Ghostly footsteps on the stairs and lights switched on at night.
Priest fails to oust unseen visitor.
A presence called Bobby is driving a Quinton family with three young children to distraction. Their army house has footsteps on the stairs and in the bedrooms, and lights and electrical appliances which mysteriously switch themselves on. Mrs Anna Morris, aged 21, 29 Bastyan Avenue, Quinton, has a bed in the corner of the lounge and refuses to sleep upstairs.
The Morris family moved into their semi-detached married quarters house two months ago. Once while her husband was on night duty at the nearby Long Marston camp, Mrs Morris said, she heard someone walking up the stairs and into the children’s bedroom. She said every time she switched on her bedroom light the footsteps stopped. Several times since then she has had the impression of someone walking up the stairs behind her.
Her husband showed a “Herald” reporter the impression of a man’s hand on a bedroom wall two feet from the floor.

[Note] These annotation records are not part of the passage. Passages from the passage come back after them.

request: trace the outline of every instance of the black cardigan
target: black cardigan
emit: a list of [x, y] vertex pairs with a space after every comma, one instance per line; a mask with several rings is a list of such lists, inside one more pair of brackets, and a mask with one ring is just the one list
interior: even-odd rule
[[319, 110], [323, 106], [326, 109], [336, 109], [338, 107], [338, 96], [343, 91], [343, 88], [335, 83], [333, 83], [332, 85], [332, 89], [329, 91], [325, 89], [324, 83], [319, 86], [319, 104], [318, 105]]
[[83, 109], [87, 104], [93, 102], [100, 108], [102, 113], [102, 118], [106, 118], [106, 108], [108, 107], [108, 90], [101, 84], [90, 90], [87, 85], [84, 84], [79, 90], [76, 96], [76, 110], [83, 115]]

He claims that harsh detergents and scrubbing failed to remove the mark – it is almost invisible viewed from one side – and that it grows more distinct as night falls. He says the poltergeist – “if that’s what it is” – seems to favour three-year-old David, who has named it Bobby. It ignores Terry (two in November) and six-months-old Angela and concentrates its activities in the vicinity of the eldest boy. When they moved him from the front bedroom to the rear of the house the noises moved too.
Army welfare authorities from the Central Engineer Park have not shown much sympathy towards the Morrises’ problems.
So the family recently called in a Catholic priest – he blessed the house, but Mr Morris claims this has only annoyed Bobby and the noises are louder. The priest himself told the “Herald” the only course open is to conduct an exorcism ceremony. “But, before we can do this we have to have an examination – an observation as to what is going on. Then we have to apply to the bishop for his approval.”
Lower Quinton is overshadowed by the brooding Meon Hill – once alleged to have been the scene of witchcraft activities. The village came to national notice with its unsolved billhook ritual murder of the early 1940s.
Mrs Morris and David.
Stratford-upon-Avon Herald, 22nd October 1971.